Um nochmal auf "srea"'s Beitrag zu kommen:  Benutzt du Eclipse oder ähnliches? Führst du die Programmierumgebung als Admin aus?


----------



## Basti4231 (19. Apr 2010)

Ich habe eingeschränkte Rechte (Ich weiß nicht genau, was so alles nicht unter mein Recht fällt, was ich tun kann), denn ich bin nur ein User in einem Netzwerk.
Desweitern benutze ich Eclipse SE.


----------



## w0ddes (19. Apr 2010)

Das könnte das Problem sein, dürfte es aber nicht. Ich arbeit hier in der Firma auch mit eingeschränktem Konto (Windows XP) und Eclipse aber ich kann ohne Probleme auf Dateien zugreifen ..


----------



## Basti4231 (19. Apr 2010)

Im Grunde genommen kann ich ja auch zugreifen ohne Problem. Ich kann alles mit dem Bild machen, was mir lieb ist. Aber anscheinend geht doch irgendwas nicht, ich weiß nicht womit es zusammen hängen könnte.

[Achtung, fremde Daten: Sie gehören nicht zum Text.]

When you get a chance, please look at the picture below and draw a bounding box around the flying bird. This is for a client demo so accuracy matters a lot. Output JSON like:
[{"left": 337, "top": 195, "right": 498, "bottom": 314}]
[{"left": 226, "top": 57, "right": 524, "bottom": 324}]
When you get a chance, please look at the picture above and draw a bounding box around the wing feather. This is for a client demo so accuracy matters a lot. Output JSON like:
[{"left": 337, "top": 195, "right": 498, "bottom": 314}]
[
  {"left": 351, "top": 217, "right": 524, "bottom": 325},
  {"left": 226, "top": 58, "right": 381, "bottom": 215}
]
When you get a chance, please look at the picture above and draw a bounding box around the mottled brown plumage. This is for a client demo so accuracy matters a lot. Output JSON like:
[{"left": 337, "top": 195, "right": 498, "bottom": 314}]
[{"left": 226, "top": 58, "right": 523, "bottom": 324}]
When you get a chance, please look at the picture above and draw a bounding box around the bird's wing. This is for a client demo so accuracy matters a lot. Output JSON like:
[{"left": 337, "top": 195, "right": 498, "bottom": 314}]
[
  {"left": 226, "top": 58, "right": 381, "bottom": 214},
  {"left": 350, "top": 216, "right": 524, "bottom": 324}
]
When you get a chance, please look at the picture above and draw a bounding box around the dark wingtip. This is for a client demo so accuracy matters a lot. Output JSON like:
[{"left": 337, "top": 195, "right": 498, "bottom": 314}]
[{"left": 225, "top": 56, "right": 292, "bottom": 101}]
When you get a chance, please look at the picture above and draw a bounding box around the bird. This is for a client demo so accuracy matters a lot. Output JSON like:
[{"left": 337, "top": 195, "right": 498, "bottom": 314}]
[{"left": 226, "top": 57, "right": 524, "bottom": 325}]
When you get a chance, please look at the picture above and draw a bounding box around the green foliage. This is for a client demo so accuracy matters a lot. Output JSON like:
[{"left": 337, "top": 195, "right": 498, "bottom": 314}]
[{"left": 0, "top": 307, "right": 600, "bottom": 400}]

Echt merkwürdig das ganze


----------



## w0ddes (19. Apr 2010)

Das bringt mich irgendwie auch voll aus dem Konzept .. ich versteh' nicht woran das liegen könnte ...


----------



## Michael... (19. Apr 2010)

Basti4231 hat gesagt.:


> Ich wähle die Datei aus, die sich auf dem Desktop mit Deck.jpg befindet, bestätige dies mit OK. Danach bekomme ich wiederum die nette Anzeige "false".


Das finde ich ein bisschen merkwürdig. Wie schaut den der Code drumherum aus bzw. hast Du mal versucht das Bild aus einem anderen Verzeichnis heraus zu laden?


----------



## Basti4231 (19. Apr 2010)

Habe auch versucht mal von Eigene Dateien zu laden, kein Erfolg -.-


----------



## w0ddes (19. Apr 2010)

Also das ist echt komisch.. 

Wenn du mal ne "testklasse" (siehe nachfolgend) machst, liefert die wirklich false?! 

```
import java.io.File;

public class foo {

	public static void main(String[] args) {
		System.out.println(new File("C:\\Dokumente und Einstellungen\\Basti4231\\Desktop\\Deck.jpg").exists());

	}

}
```
 liefert false?


----------



## Basti4231 (19. Apr 2010)

Es wird immer noch genauso "false" geliefert.
Die Datei ist aber auf dem Desktop, sie  heißt auch so, wie im Pfadnamen angegeben.


----------



## w0ddes (19. Apr 2010)

Okay, ich bin raus. Hab keine Ahnung woran das liegt. 
Wahrscheinlich ist's wieder so ein total doofer, kleiner Fehler den aber keiner findet.

Sorry


----------



## Basti4231 (19. Apr 2010)

Basti4231 hat gesagt.:


> Es wird immer noch genauso "false" geliefert.
> Die Datei ist aber auf dem Desktop, sie  heißt auch so, wie im Pfadnamen angegeben.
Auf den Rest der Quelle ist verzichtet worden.